Legal measures specific to Iraq also make it a violation of U.S. law to import any cultural objects removed from Iraq since August 1990, unless exported with the permission of Iraqi authorities.  Illegally importing objects that meet this criteria are subject to criminal penalties and fines.

Equally important Under Article 3 of Iraq’s Antiquities Law No. 59 of 1936 (as amended in 1974 and 1975), all antiquities found in Iraq, whether movable or
immovable, on or under the ground, are considered property of the state. Under Article 16 of Antiquities Law No. 59, private persons generally cannot possess antiquities. Article 26 of the same antiquities law prohibits the export of Iraqi antiquities and defines “antiquities” as movable possessions which were made, produced, sculpted, written or drawn by man and which are at least 200 years old.  Southern Mesopotamian objects definitely fall into this category as any collections management expert in Near East antiquity would be aware of.


Is a $3 million fine and the forfeiture of 450 ancient cuneiform tablets and 3,000 ancient clay bullae enough?

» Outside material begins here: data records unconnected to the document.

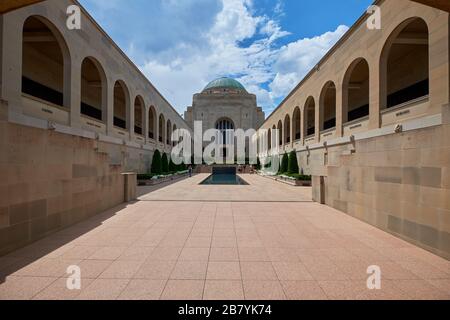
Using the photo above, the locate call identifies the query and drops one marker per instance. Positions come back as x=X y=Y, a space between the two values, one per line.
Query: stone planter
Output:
x=154 y=182
x=295 y=183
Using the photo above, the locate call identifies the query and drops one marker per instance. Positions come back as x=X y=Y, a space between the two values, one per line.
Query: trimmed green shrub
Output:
x=258 y=164
x=284 y=164
x=145 y=176
x=156 y=163
x=300 y=177
x=293 y=163
x=164 y=163
x=172 y=166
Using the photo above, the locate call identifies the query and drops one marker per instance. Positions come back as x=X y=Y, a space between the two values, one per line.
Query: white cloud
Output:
x=296 y=59
x=194 y=42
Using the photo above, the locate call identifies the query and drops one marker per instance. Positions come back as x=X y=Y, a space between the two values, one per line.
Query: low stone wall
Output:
x=399 y=183
x=50 y=181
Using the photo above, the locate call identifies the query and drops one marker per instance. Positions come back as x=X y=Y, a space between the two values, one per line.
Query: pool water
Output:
x=224 y=179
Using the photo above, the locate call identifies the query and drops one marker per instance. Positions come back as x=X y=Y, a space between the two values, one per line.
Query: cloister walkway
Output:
x=212 y=249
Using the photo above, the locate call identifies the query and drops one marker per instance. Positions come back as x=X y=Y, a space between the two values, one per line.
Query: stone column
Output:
x=110 y=108
x=131 y=117
x=340 y=118
x=72 y=91
x=439 y=50
x=318 y=118
x=145 y=125
x=377 y=94
x=302 y=125
x=11 y=76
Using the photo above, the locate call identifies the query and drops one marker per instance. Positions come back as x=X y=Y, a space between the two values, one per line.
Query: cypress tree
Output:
x=284 y=164
x=156 y=163
x=172 y=166
x=164 y=163
x=293 y=163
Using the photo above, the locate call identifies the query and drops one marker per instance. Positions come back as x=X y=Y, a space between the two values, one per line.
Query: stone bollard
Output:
x=3 y=110
x=446 y=114
x=130 y=183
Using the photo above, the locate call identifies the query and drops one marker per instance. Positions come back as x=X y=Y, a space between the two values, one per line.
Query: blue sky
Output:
x=269 y=45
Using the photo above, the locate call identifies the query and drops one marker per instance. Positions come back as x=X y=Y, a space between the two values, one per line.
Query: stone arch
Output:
x=139 y=115
x=404 y=64
x=93 y=89
x=46 y=62
x=121 y=105
x=327 y=105
x=356 y=91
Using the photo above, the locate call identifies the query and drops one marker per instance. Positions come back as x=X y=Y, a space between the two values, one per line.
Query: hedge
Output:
x=156 y=167
x=164 y=163
x=284 y=164
x=293 y=163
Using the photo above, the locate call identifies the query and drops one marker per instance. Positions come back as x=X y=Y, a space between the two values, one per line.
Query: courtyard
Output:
x=185 y=241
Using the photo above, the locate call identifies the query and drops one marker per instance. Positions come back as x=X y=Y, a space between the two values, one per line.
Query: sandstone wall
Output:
x=49 y=181
x=399 y=183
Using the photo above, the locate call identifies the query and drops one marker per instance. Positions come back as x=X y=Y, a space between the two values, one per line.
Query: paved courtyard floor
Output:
x=258 y=189
x=154 y=249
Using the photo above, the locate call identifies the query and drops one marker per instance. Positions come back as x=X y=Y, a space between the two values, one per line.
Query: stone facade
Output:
x=81 y=68
x=50 y=181
x=75 y=115
x=388 y=164
x=239 y=107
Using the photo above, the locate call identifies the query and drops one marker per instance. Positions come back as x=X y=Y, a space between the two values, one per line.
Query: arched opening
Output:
x=296 y=123
x=121 y=105
x=405 y=64
x=152 y=122
x=93 y=89
x=356 y=91
x=328 y=106
x=280 y=133
x=162 y=126
x=45 y=62
x=174 y=143
x=139 y=115
x=287 y=129
x=169 y=132
x=224 y=125
x=310 y=117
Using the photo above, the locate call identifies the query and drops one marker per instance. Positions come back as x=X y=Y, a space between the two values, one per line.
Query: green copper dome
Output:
x=225 y=83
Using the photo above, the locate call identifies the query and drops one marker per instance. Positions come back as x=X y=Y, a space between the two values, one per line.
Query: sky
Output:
x=267 y=45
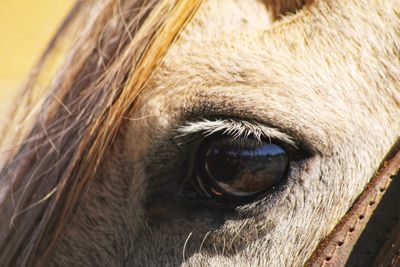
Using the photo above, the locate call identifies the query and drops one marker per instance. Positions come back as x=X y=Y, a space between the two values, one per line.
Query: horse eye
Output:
x=234 y=170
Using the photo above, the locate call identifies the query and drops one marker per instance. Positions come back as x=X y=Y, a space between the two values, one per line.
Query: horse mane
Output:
x=62 y=131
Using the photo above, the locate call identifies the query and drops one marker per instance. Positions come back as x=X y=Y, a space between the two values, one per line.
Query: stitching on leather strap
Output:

As a result of this investigation, Hobby Lobby has agreed to adopt internal policies and procedures governing its importation and purchase of cultural property, provide appropriate training to its personnel, hire qualified outside customs counsel and customs brokers, and submit quarterly reports to the government on any cultural property acquisitions for the next eighteen months.


So much for remorse. 

NB: No one has faced criminal prosecution (read: jail time) for their actions.